Diversity must not just remain a feminine agenda but become a business agenda! Having women leaders in our teams, yields unparalleled opportunities and competitive advantages.  And as smart leaders of tomorrow, to have winning gender-balanced teams – we must be aware of these advantages and support it!

It is time to shift the discussion away from a lingering women’s problem or an issue of equality or glass-ceilings and instead focus on this as a massive business opportunity.

Notes to my younger self

If I could give my younger self some advice it would be that some traits that we women bring on to the table cannot be undermined – well-organized, full of compassion, spiritually aligned and well-balanced (between task & people). 

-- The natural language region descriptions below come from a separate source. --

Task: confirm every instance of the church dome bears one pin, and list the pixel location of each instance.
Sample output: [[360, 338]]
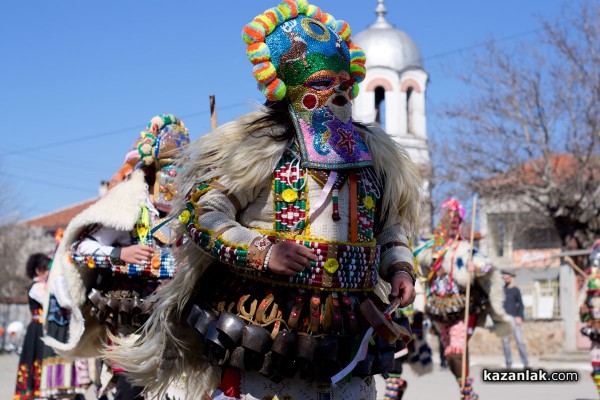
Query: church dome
[[386, 46]]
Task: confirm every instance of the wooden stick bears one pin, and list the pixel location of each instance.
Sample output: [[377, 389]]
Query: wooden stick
[[468, 295], [213, 111], [570, 261]]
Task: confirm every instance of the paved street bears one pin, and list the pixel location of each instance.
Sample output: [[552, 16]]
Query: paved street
[[439, 384]]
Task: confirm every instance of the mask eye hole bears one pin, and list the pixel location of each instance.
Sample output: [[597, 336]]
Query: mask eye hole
[[321, 84]]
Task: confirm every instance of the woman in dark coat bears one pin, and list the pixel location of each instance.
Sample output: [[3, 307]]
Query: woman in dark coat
[[30, 363]]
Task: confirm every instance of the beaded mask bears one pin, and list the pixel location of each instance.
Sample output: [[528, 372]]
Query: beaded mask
[[305, 56], [155, 152]]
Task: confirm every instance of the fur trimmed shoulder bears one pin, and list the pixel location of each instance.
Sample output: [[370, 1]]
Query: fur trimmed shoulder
[[393, 165], [241, 150], [119, 210]]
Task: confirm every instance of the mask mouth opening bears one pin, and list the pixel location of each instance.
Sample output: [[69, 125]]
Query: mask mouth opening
[[340, 100]]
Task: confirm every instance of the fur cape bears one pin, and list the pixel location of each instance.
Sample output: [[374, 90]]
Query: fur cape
[[118, 210], [491, 283], [247, 154]]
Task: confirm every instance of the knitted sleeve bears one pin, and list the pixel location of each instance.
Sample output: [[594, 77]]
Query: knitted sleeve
[[210, 219], [396, 251]]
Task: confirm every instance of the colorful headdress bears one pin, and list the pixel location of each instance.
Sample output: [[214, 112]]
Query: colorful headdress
[[317, 38], [158, 145], [453, 205]]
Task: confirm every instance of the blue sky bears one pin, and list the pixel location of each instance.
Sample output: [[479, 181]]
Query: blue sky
[[80, 80]]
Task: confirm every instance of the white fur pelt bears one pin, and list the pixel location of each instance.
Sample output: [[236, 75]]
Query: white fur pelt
[[119, 210], [491, 282], [247, 154]]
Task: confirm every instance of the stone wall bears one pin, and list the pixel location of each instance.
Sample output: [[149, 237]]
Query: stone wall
[[542, 337]]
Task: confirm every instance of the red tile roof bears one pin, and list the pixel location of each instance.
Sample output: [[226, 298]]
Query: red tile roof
[[59, 218]]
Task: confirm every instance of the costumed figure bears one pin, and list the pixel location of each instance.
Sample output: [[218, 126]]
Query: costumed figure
[[294, 214], [62, 378], [119, 250], [444, 260], [589, 311], [30, 362]]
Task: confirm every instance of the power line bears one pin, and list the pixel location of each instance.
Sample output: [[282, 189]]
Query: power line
[[46, 183], [478, 45], [104, 134], [117, 131]]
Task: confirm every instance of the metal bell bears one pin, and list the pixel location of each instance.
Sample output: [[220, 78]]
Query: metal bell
[[201, 320], [230, 327], [307, 346], [95, 297], [268, 367], [285, 343], [363, 368], [214, 350], [256, 338], [383, 363], [236, 359], [125, 311], [328, 348], [137, 306]]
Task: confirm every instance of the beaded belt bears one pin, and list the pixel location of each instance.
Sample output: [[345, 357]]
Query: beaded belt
[[340, 267], [161, 266]]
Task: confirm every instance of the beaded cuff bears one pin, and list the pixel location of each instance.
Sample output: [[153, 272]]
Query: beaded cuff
[[258, 253], [402, 267], [161, 266]]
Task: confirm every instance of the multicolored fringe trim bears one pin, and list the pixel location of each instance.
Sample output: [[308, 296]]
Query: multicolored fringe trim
[[394, 387], [596, 374], [290, 195], [162, 265], [259, 54], [467, 392]]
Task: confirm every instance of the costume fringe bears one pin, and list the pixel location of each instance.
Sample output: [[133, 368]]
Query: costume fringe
[[119, 210], [168, 347]]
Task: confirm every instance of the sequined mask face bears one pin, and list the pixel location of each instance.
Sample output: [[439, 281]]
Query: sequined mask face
[[324, 89], [313, 61]]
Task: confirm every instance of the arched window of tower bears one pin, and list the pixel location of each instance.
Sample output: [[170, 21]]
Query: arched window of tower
[[380, 106], [409, 110]]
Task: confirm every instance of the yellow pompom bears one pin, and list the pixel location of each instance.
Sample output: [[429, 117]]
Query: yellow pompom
[[184, 217], [289, 195], [331, 265], [368, 202]]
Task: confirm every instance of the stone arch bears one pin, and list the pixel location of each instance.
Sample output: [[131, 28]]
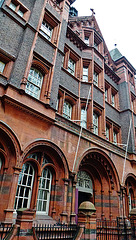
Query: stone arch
[[49, 145], [106, 182], [12, 141], [107, 164]]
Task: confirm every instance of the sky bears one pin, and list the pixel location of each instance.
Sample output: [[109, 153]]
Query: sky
[[117, 22]]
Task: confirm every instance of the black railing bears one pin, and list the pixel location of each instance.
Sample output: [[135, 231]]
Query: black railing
[[64, 231], [5, 229], [119, 229]]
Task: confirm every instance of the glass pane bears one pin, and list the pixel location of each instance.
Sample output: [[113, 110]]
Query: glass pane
[[12, 6], [44, 206], [45, 195], [29, 181], [39, 205], [27, 192], [20, 13], [21, 191], [26, 166], [2, 66], [24, 180], [25, 203], [47, 184], [19, 203]]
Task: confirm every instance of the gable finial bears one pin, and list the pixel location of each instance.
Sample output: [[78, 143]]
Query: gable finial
[[93, 12]]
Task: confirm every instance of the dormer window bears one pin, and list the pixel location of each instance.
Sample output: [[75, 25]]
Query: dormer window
[[71, 66], [86, 40], [95, 78], [85, 74], [46, 30], [2, 66], [34, 83]]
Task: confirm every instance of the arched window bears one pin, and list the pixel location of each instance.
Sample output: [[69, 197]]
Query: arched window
[[83, 118], [130, 199], [44, 191], [95, 123], [84, 182], [67, 110], [34, 83], [24, 188], [0, 163]]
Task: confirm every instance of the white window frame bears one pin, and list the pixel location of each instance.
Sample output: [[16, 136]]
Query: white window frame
[[2, 66], [71, 66], [0, 163], [95, 123], [46, 30], [95, 78], [21, 179], [67, 110], [14, 8], [83, 118], [44, 192], [34, 84], [86, 40], [85, 74], [84, 182], [106, 94], [113, 100], [115, 137], [107, 133]]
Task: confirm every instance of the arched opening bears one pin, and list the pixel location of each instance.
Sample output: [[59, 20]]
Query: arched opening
[[98, 184], [44, 191], [24, 188], [84, 187]]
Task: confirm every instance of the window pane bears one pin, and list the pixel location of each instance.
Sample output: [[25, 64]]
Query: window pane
[[85, 74], [95, 123], [46, 30], [83, 117], [2, 66], [23, 193], [34, 83], [20, 13], [12, 6], [71, 66], [44, 191], [67, 110], [95, 78]]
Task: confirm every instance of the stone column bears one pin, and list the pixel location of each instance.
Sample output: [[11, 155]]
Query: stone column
[[25, 222], [87, 221], [64, 214], [10, 209], [73, 214]]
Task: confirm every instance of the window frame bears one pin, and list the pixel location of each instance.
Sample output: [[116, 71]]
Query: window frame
[[19, 7], [47, 200], [95, 126], [83, 119], [95, 81], [68, 104], [27, 90], [19, 185]]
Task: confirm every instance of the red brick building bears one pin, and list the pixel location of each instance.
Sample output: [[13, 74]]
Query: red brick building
[[67, 107]]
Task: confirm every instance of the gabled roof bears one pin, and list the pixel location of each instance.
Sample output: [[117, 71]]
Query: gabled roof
[[115, 54], [118, 57]]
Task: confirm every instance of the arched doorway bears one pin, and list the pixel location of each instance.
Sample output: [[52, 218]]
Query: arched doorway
[[84, 187], [98, 182]]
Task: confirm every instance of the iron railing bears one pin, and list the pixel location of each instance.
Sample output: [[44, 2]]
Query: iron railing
[[63, 231], [119, 229], [5, 229]]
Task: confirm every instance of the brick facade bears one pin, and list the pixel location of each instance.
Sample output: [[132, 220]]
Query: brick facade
[[40, 135]]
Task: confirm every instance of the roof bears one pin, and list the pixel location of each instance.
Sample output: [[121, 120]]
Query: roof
[[115, 54], [117, 57]]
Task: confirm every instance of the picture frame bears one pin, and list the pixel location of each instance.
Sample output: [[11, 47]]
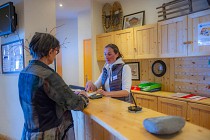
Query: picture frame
[[132, 20], [135, 70], [12, 57]]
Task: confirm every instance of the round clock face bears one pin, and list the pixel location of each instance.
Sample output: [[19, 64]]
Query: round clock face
[[159, 68]]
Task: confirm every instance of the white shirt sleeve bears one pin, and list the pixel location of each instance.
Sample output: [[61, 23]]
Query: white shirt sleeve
[[126, 78]]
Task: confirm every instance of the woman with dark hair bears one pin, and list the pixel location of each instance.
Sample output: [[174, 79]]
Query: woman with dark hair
[[115, 78], [46, 100]]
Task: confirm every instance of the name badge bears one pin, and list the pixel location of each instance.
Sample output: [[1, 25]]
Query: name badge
[[114, 77]]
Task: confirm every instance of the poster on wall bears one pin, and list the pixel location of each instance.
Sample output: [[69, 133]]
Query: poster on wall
[[204, 34], [12, 57]]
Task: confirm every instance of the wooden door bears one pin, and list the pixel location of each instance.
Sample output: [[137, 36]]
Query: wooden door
[[193, 21], [87, 60], [172, 37], [101, 41], [124, 41], [145, 41], [199, 114]]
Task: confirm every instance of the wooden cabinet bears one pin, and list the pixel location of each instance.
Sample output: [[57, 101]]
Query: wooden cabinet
[[134, 43], [199, 114], [178, 37], [172, 107], [193, 21], [146, 101], [124, 40], [101, 41], [172, 35], [145, 41]]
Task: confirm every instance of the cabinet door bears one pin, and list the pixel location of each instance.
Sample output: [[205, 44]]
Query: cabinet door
[[199, 114], [145, 41], [193, 21], [172, 107], [146, 101], [172, 37], [101, 41], [124, 40]]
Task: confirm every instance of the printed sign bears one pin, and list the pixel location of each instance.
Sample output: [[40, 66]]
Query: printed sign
[[204, 34]]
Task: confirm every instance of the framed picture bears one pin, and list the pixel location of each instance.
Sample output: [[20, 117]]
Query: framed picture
[[12, 56], [135, 70], [135, 19]]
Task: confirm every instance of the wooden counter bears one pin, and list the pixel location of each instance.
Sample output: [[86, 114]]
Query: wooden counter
[[113, 115], [166, 94]]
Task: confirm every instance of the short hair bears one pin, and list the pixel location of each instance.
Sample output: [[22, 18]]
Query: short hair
[[115, 48], [41, 43]]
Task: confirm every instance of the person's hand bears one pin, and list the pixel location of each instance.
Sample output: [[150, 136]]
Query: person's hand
[[83, 92], [101, 91], [90, 86]]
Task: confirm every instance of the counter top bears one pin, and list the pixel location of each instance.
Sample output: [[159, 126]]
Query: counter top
[[113, 115], [166, 94]]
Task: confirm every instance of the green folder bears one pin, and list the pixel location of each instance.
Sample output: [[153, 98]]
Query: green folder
[[150, 86]]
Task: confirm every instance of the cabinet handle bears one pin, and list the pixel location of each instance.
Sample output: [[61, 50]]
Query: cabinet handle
[[188, 42]]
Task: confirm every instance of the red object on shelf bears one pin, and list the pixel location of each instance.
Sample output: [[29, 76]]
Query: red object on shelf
[[135, 88]]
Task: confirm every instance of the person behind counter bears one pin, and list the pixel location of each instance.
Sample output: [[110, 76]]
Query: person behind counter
[[115, 78], [44, 96]]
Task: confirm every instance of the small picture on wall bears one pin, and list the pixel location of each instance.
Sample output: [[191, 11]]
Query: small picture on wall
[[135, 19], [135, 70]]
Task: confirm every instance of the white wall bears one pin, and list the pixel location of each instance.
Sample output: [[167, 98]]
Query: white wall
[[32, 17], [11, 117], [67, 34], [84, 32]]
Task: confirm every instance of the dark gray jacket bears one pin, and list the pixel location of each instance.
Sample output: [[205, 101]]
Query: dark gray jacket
[[46, 100]]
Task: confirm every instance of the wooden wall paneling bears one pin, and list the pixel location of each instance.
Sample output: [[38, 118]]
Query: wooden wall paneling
[[192, 75], [193, 21], [146, 41], [153, 43], [138, 43], [165, 78], [151, 76], [144, 70], [171, 33], [172, 107], [171, 70], [199, 114], [172, 38], [163, 36]]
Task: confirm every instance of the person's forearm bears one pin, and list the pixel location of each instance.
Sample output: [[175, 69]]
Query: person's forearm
[[121, 93]]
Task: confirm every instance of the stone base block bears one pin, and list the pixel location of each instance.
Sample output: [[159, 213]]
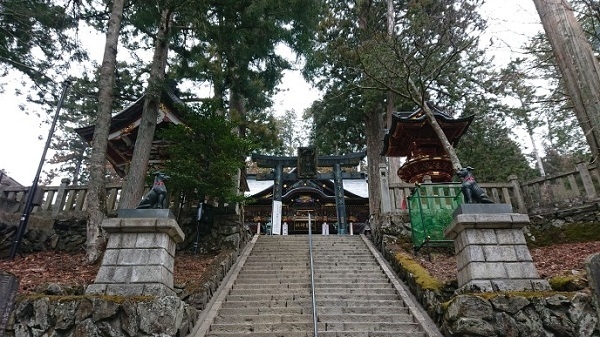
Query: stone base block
[[491, 250], [139, 257], [504, 285]]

The best women leaders I’ve worked with and role-modelled are well-rounded people. These women are master multi-taskers and highly collaborative (though not afraid to get territorial to protect their domain!). So my two-penny advice would be to spend the earlier days honing and capitalizing on these very traits that give you an edge.

I believe, theoretically, every woman could be capable of reaching the top of her organization. Right? What sets women such as Indra Nooyi and Ginni Rometty apart from the rest of the similarly talented women are: they embraced opportunities, benefitted from their higher emotional intelligence; sought out the right mentors at various stages; grew their teams along with them, looked for respect more than recognition, had supportive families and dreamt big!

As women, we do not have to “fit in” we just need to wear our superhero capes and don our superpowers of the strong-willed, purpose-driven, and passionate women that we are.